The jobs report gives the Fed more reason to wait and see on interest rates. Wyatt said. On the inflation side, the Fed has two reasons not to cut rates, he said: Inflation remains above the 2% target, and “they are nervous that tariffs will stoke inflation.”
“What would push the Fed to cut rates is real weakness in the economy, particularly the labor market,” Wyatt added. “This [jobs] report shows the hard data, such as jobs and wages, is still solid even if soft data, such as confidence surveys, are showing signs of weakness. We expect the Fed to ‘wait and see’ on rates for as long as possible and do not expect moves at the May or June meetings.”
The next meeting of the central bank’s policymaking committee is scheduled for May 6-7.
Lyon said the strength of today’s jobs report “will likely have the Federal Reserve continue to monitor inflation. Recent reports have shown inflation risks outweighing slowing growth and rising unemployment as possible uncertainty to the economy. In addition, consumer confidence reports are showing a decline; it will be seen how all of these factors impact the views on interest rates as the year goes along.”
The government said the labor force participation rate — the measure of the population that is in the workforce — edged up to 62.5% in March after slipping to 62.4% the previous month, the lowest the rate had been in two years.
Revisions to the job totals for the two previous months were negative. January’s figure was revised downward by 14,000, to 111,000, and February’s fell by 34,000, to 117,000.
The government’s report also said worker pay rose by 9 cents, or 0.3%, to $36. During the past 12 months, earnings have increased 3.8%, which was a bit less than the 12-month figure from February but still represented a gain that stays above the rate of inflation.
That level of pay gains has supported growth in consumer spending for a considerable period. After an unexpected 0.3% decline in January, spending bounced back in February with a 0.4% advance. Consumer activity can represent as much as 70% of the economy.
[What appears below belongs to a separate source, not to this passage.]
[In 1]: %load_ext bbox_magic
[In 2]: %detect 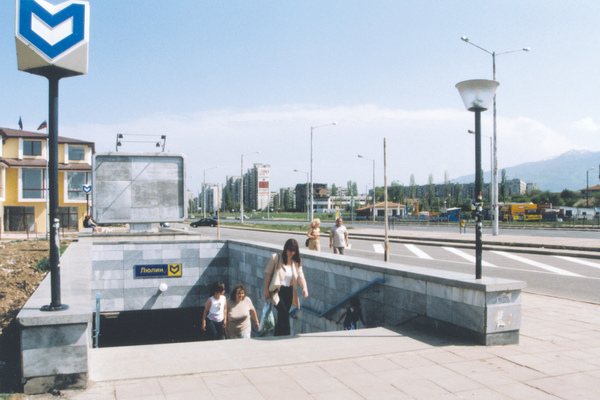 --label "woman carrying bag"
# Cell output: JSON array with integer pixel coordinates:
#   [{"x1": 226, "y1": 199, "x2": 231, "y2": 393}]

Ahead of today’s jobs report, the Labor Department said Tuesday in its monthly Job Openings and Labor Turnover Survey that vacancies nationally fell by 194,000, to 7.57 million, in February from a slightly upwardly revised 7.76 million the previous month.
Vacancies were at their lowest since last September. Hirings totaled 5.4 million, up slightly from January. Layoffs rose by 116,000, to 1.79 million. The number of vacancies per unemployed worker remained at 1.1.
The ADP Research Institute said Wednesday in its National Employment Report for March that private-sector employment rose by 155,000 during the month.
Annual pay was up 4.6% on a year-over-year basis for people who stayed in their current jobs. Among job-changers, the gain was 6.5%.
“Despite policy uncertainty and downbeat consumers, the bottom line is this: The March topline number was a good one for the economy and employers of all sizes, if not necessarily all sectors,” Nela Richardson, the institute’s chief economist, stated in a press release.
The institute said hiring at large companies (more than 500 workers) led March’s growth, with 59,000 newly employed. The overall gain in employment was greatest in the Northeast, where 89,000 were hired.